Nel 2017 amministratori delegati, direttori generali, presidenti e sindaci delle 224 imprese quotate sull'Mta hanno ricevuto stipendi per 666,9 milioni di euro. La retribuzione annuale più alta ha riguardato, sfiorando i 9 milioni, la carica di ad. La fotografia emerge dall'annuale analisi dell'area studi di Mediobanca circa la campagna compensi 2017 di 224 imprese con sede in Italia quotate in Borsa. Un focus che ha al centro un campione composto da 3.395 ad, direttori generali e sindaci. Ma che esclude le società che hanno trasferito la sede legale all'estero, come Fca, Ferrari, Cnh Industrial, Exor quotate su mercati esteri (come Prada a Hong Kong).
L'analisi non fa nomi, ma questi sono pubblici sui bilanci e l'identikit dell'ad più pagato dovrebbe corrispondere a quello di Luca Bettonte, di Erg. C'è poi un caso record in cui un ad ha guadagnato quanto la somma delle buste paga di 217 dipendenti. Tanto, anche se, in generale, emerge che lo stipendio medio dell'amministratore delegato di una società quotata con sede in Italia è stato di 952.400 euro lordi nel 2017, il 14,5% in più rispetto all'anno precedente (831.700), e 18,5 volte il costo medio del lavoro in una quotata. Ma il 2017 sarà ricordato anche per le liquidazioni record, e per il ruolo crescente di tutte quelle voci non fisse che compongono lo stipendio dei manager. Se, infatti, la quota fissa ammonta a 345,6 milioni e perde di rilevanza calando dal 56,7% del 2016 al 51,8% del 2017, la quota variabile sale dal 25,9% al 27,7%. I benefit (auto, assicurazioni) sono nell'insieme di poco conto, 8 milioni (1,2% del totale), ma hanno un grado di diffusione sempre più ampio (14,3%). Mentre, in questo contesto, 56 posizioni (1,7% del totale) hanno ricevuto compensi legati alla cessazione della propria carica: si tratta di 82,1 milioni, pari al 12,3% del monte compensi. Le cinque maggiori liquidazioni (ognuna superiore a 6 milioni) hanno sommato 53,9 milioni, ovvero il 66% del totale.
Rispetto all'analisi 2016, sul fronte anagrafico, poco cambia. L'età media dei manager nelle figure apicali resta alta e passa dai 57,3 anni nel 2016 ai 57,1 anni nel 2017. Lo scarto più rilevante riguarda il settore bancario dove l'età media degli amministratori cala da 59,9 anni a 59,5 anni. Da sottolineare, poi, come le presidenze siano ricoperte da soggetti relativamente più attempati.

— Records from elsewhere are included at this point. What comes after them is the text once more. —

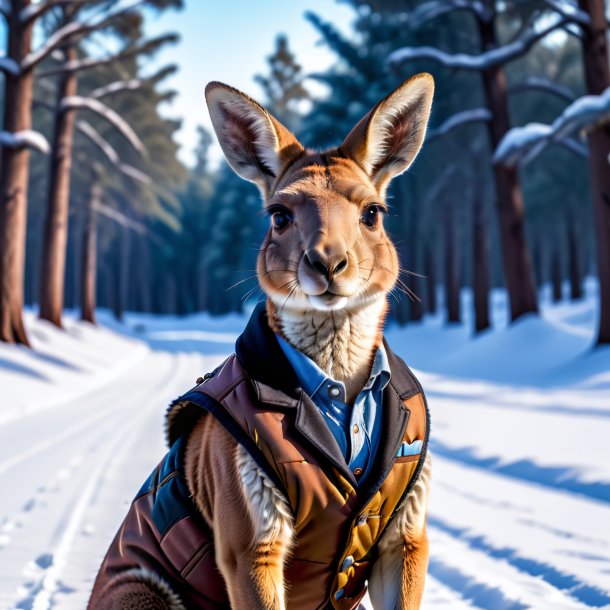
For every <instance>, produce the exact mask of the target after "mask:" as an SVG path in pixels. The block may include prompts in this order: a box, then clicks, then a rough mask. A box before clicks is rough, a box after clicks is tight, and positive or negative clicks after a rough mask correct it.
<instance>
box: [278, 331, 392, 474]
mask: <svg viewBox="0 0 610 610" xmlns="http://www.w3.org/2000/svg"><path fill="white" fill-rule="evenodd" d="M277 340H278V342H279V344H280V347H281V348H282V351H283V352H284V354H285V356H286V358H288V361H289V362H290V364H291V366H292V368H293V369H294V372H295V374H296V376H297V378H298V380H299V382H300V384H301V387H302V388H303V390H304V391H305V392H306V394H308V396H309V397H310V398H311V400H312V401H313V403H314V404H315V405H316V407H317V408H318V410H319V411H320V413H321V414H322V417H323V418H324V421H325V422H326V424H327V425H328V427H329V428H330V431H331V432H332V433H333V436H334V437H335V439H336V441H337V444H338V445H339V447H340V449H341V452H342V453H343V456H344V457H345V461H346V463H347V464H348V466H349V468H350V470H351V471H352V472H353V473H354V474H355V475H356V476H357V477H358V479H362V478H364V477H365V476H366V475H367V473H368V472H369V470H370V467H371V465H372V464H373V461H374V457H375V453H376V451H377V446H378V445H379V437H380V434H381V405H382V402H383V390H384V388H385V387H386V386H387V385H388V383H389V382H390V365H389V363H388V357H387V354H386V351H385V348H384V347H383V345H382V346H381V347H379V349H378V350H377V352H376V353H375V359H374V361H373V367H372V369H371V374H370V376H369V379H368V381H367V383H366V385H365V386H364V388H363V389H362V391H361V392H360V393H359V394H358V396H357V397H356V400H355V402H354V406H353V407H351V406H350V405H348V404H347V403H346V402H345V386H344V385H343V382H341V381H337V380H335V379H332V378H331V377H329V376H328V375H327V374H326V373H325V372H324V371H323V370H322V369H321V368H320V367H319V366H318V365H317V364H316V363H315V362H314V361H313V360H311V359H310V358H308V357H307V356H306V355H305V354H303V353H302V352H300V351H298V350H297V349H295V348H294V347H292V345H290V344H289V343H287V342H286V341H284V339H282V338H281V337H280V336H279V335H277Z"/></svg>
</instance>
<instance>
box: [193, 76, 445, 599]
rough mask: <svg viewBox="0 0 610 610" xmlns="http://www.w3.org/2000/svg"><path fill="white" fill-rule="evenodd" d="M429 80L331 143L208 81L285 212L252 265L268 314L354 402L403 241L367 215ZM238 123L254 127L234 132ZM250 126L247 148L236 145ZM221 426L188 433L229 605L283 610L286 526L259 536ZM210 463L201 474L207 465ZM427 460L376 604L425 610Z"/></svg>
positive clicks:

Crescono le figure femminili, che passano dal 30,9% al 33,1% nel 2017, ma l'incremento non origina dalle posizioni apicali. Grandi eccezioni sono, ad esempio, Monica Mondardini (ad Cir) o Maria Patrizia Greco (presidente Enel). La presenza femminile cresce in particolare tra i consiglieri (dal 37,2% al 40,2%) e tra i presidenti del collegio sindacale (dal 16,4% al 18%). Ma le remunerazioni restano ben più basse di quelle maschili: un presidente o un ad uomini guadagnano il doppio,
Guardando,
infine, ai settori di attività, nel 2017 il comparto industriale ha assorbito il 75% del monte compensi dal 71% del 2016, mentre è calata la quota a tradizionale appannaggio delle banche, scesa dal 18% del 2016 al 14% del 2017.